Japan’s Economy Minister Seiji Maehara said he has a “sense of crisis” as the government downgraded its economic assessment for a third month, the longest streak since the 2009 global recession.
“It’s necessary to take a proper response on both fiscal and financial fronts,” Maehara told reporters in Tokyo today after the government released a report for October.
Today’s reduction underscores concern that Japan’s economy may contract as global demand slows and the expiry of government subsidies for car purchases weakens consumer spending.
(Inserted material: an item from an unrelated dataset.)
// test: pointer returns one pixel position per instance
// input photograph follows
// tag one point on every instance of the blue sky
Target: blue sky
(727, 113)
The International Monetary Fund this week revised down its estimate of world growth for this year, while JPMorgan Chase & Co. and Morgan Stanley predict Japan’s economy will shrink for two consecutive quarters through the end of December.
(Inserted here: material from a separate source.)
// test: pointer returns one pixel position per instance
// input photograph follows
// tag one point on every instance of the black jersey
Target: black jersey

“I have an extreme sense of crisis about current economic conditions,” Maehara said. “Our biggest issue is the trend of yen appreciation, and the serious suffering this causes exporters,” adding that he would discuss the topic at meetings with the chiefs of the U.S. Federal Reserve and the European Central Bank today.
The yen traded at 78.39 per dollar as of 12:32 p.m. in Tokyo, compared with a postwar high of 75.35 per dollar reached last October. Maehara last week became the first cabinet minister to attend a Bank of Japan meeting in nearly a decade, according to the bank, as he presses for more action to spur growth and defeat deflation.
“The economic recovery is in a weak tone recently due to deceleration of the world economy,” the Cabinet Office said. The cut in the assessment marks the longest run of downgrades since the five months through February 2009.
Japan’s government also cut its view on industrial production for a third month, while it lowered its assessment of business conditions for the first time in 10 months.
“Industrial production is decreasing,” the government said. “Firms’ judgment on current business conditions shows cautiousness,” mainly among manufacturers, the report said.
The Bank of Japan’s Tankan survey last week showed that large manufacturers became more pessimistic as slowdowns in China and Europe sapped export demand. Production fell more than economists had forecast in August.
The government also said economic uncertainty “remains high” for the euro region and Asia, notably China.